Sometimes running feels like redemption.

One of the only times in my life that I’ve felt really good about my body was the summer I was raped. I was twenty-two years old and I’d spent my summer on a bike, preparing to race as the cycling leg of a three-person triathlon team. I was toned, tanned, and feeling terrific.

Two days before the race, a man broke into my apartment, raped me and tried to choke me to death.

I tried to convince myself that I could race anyway, and even drove to the town where the race was to be held. I wanted it so badly. I wanted to prove to myself and the world that I could be athletic, despite the stories I’d told myself all of my adolescence. I didn’t want to let the rapist take that dream away. By the time I got there though, I knew I couldn’t do it. I was shaky with stress and shock and my neck ached with the reminder of the violence his hands had born on it.

I turned my car around and drove to my parents’ farm where I crumpled into their arms.
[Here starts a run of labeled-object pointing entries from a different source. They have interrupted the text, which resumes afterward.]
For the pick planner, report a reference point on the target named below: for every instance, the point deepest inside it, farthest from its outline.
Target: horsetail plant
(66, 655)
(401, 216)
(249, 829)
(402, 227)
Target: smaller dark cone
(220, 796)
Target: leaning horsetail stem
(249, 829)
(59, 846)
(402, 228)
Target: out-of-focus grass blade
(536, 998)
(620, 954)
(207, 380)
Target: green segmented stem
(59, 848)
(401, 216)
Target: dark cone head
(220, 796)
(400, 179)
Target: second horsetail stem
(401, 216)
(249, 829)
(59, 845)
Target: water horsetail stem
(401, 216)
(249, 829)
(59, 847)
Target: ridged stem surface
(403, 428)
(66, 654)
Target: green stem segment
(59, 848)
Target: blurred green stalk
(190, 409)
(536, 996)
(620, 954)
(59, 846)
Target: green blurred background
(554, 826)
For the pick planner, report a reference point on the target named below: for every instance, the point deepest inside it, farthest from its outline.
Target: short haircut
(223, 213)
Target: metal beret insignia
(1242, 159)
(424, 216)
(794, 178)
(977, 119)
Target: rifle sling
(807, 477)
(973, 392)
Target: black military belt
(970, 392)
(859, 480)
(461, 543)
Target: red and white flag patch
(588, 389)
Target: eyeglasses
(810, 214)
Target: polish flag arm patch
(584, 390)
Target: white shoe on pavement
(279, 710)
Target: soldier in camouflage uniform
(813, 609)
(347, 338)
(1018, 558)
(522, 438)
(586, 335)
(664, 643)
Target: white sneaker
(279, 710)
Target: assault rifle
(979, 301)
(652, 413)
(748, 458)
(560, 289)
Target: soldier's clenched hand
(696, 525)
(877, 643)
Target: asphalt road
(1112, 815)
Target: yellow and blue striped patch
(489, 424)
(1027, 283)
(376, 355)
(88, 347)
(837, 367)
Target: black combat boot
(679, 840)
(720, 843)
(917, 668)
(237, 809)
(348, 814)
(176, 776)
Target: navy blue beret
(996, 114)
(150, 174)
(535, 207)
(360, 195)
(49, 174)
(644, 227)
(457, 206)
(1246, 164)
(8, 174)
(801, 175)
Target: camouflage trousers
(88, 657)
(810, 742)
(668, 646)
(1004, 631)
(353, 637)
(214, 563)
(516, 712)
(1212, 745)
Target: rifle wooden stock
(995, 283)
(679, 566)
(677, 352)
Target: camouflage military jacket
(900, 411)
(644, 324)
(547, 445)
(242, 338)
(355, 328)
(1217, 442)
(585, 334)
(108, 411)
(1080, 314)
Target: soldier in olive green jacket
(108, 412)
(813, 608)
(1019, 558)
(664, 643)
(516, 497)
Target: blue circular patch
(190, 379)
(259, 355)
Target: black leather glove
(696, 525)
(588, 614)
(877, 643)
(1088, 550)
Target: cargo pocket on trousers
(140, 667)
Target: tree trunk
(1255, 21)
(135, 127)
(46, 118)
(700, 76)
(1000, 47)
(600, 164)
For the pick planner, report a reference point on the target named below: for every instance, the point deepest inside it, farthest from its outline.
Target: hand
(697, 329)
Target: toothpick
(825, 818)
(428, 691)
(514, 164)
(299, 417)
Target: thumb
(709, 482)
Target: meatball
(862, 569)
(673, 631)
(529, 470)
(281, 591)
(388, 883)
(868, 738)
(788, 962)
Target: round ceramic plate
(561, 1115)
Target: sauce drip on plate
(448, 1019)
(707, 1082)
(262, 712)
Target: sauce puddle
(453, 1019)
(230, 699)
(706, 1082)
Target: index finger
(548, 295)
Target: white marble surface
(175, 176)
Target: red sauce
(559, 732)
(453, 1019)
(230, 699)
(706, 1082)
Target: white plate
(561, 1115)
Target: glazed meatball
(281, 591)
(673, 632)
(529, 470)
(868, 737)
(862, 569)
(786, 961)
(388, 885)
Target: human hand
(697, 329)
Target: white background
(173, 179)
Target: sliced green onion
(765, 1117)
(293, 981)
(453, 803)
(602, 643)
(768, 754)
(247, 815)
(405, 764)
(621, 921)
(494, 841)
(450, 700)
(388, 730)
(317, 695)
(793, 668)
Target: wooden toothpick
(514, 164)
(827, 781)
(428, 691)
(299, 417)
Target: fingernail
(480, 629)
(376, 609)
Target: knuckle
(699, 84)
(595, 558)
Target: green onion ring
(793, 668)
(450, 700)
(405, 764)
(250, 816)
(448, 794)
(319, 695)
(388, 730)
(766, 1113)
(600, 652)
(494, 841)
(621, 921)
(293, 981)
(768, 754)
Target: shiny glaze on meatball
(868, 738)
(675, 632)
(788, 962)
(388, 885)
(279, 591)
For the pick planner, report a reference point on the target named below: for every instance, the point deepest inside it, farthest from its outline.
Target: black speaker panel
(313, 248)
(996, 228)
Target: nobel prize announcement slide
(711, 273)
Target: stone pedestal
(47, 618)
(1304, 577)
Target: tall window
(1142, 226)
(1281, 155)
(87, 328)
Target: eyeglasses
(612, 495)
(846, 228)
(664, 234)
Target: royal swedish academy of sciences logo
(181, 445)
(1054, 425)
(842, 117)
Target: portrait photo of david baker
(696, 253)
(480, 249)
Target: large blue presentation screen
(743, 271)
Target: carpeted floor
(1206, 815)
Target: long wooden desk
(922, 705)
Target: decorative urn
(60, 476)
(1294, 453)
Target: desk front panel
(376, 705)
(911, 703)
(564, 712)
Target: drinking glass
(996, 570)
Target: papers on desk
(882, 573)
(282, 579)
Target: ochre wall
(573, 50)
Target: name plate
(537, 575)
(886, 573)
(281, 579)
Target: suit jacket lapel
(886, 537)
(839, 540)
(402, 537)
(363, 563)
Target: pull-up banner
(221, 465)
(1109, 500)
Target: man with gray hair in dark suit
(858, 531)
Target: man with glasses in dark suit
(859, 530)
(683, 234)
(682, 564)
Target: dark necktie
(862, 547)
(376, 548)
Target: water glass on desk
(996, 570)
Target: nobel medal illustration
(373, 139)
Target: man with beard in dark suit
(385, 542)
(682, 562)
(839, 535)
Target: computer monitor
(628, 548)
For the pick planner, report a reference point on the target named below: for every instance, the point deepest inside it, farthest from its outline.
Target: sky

I wouldn’t say that my lack of body love is solely because a rapist took it away. There are many more layers to it than that. But I’m ready for redemption. I’m ready for the next chapter. I’m ready to live a new story.

This summer I hope to run a half marathon. Not because I need some goal to validate this running practice, but because I want to take back that triathlon that was taken away from me.

It might have taken me half my life to get here, but I’m ready.

I’m ready to run. I’m ready to be free.